Routinierter Ärger bei der Entourage. Kommt öfter vor. Garrett nimmt sich immer mal wieder eine Auszeit von den Erwartungen, die andere an ihn stellen. Manager, Betreuer, Stylisten, Lichtdesigner, Tontechniker, Promoter, Veranstalter, Musikproduzenten: Sie alle verdienen an diesem Abend mit, sie alle arbeiten an der Marke David Garrett. Und in spätestens drei Stunden muss dieser 32-jährige Mann mit der Geige, dem Symbol für Disziplin und Ehrgeiz, wieder funktionieren. Dann müssen Mensch und Marke wieder zusammenfinden.

Vor Erfurt war Garrett in Köln, Berlin, Frankfurt, München, in Innsbruck, Mannheim und Stuttgart. Rock Anthems heißt das aktuelle Programm. Die besten Hits aus dreieinhalb Jahrhunderten, dazu: Feuerfontänen, Tanzeinlagen, Lightshow. Guns N’ Roses. Muzio Clementi. Michael Jackson. Ludwig van Beethoven. Coldplay. Justin Timberlake. Geige mit Schlagzeug, Klassik mit Pop. Zwei Stunden lang.

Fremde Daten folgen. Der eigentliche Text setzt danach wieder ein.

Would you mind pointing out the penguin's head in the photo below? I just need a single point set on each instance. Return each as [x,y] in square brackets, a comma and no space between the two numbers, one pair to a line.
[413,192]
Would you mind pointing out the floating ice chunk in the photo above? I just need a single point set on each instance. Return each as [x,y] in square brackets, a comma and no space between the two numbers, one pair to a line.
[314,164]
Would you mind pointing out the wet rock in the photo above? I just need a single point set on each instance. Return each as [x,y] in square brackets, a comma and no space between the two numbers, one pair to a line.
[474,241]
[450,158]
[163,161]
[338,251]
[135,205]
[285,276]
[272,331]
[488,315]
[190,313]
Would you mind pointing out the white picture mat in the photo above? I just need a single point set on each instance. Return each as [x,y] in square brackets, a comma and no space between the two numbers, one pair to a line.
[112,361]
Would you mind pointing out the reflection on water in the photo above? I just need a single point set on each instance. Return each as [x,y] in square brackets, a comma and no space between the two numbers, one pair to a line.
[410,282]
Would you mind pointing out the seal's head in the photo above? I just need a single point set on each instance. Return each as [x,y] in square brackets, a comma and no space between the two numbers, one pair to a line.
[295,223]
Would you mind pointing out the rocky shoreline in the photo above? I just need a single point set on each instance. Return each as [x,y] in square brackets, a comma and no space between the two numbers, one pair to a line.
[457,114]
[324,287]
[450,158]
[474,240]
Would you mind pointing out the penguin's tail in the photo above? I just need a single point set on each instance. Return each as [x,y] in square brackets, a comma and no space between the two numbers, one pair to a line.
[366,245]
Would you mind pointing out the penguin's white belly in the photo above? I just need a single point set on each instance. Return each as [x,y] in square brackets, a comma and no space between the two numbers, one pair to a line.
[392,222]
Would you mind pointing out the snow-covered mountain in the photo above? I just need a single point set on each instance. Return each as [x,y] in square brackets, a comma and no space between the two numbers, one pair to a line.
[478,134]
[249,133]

Der Eintritt kostet zwischen 45 und 120 Euro. Vor allem Frauen kaufen die Karten. Mütter strömen mit Großmüttern zu Garretts Auftritten, Grüppchen von Freundinnen in Parfümwolken. Fans wie die 27-jährige Andrea aus Neuruppin, die beim Konzert in Berlin in der zweiten Reihe sitzt. Sie hat sich ein Herz auf den Fuß tätowieren lassen, in der Mitte David Garretts Initialen. In Reihe sechs die zierliche Miriam, der Mund so grellrot wie die Lackstiefel, neben ihr der Sohn, ein blonder Fünfjähriger. Das lange Haar trägt er am Hinterkopf zusammengeknotet, wie David Garrett. Die Jeans hat er in kleine Stiefel mit offenem Schaft gesteckt, wie David Garrett.

Mitte Oktober erschien Garretts Album Music, sofort erreichte es Platz vier der deutschen Charts. Drei Wochen und ein paar Fernsehauftritte später liegt Music auf Platz zwei und hat sich mehr als 100.000-mal verkauft: Goldstatus. Nur Robbie Williams läuft besser.

Man könnte also erwarten, dass Garrett sich aufmerksamkeitssatt und zufrieden gibt, als er in einem Salon des Berliner Westin Grand Hotels im Viertelstundentakt die Journalisten zum Gespräch empfängt. Die Füße in den offenen Stiefeln hat er auf ein Tischchen gelegt. Die Sonne malt goldene Muster auf die Zimmerwand.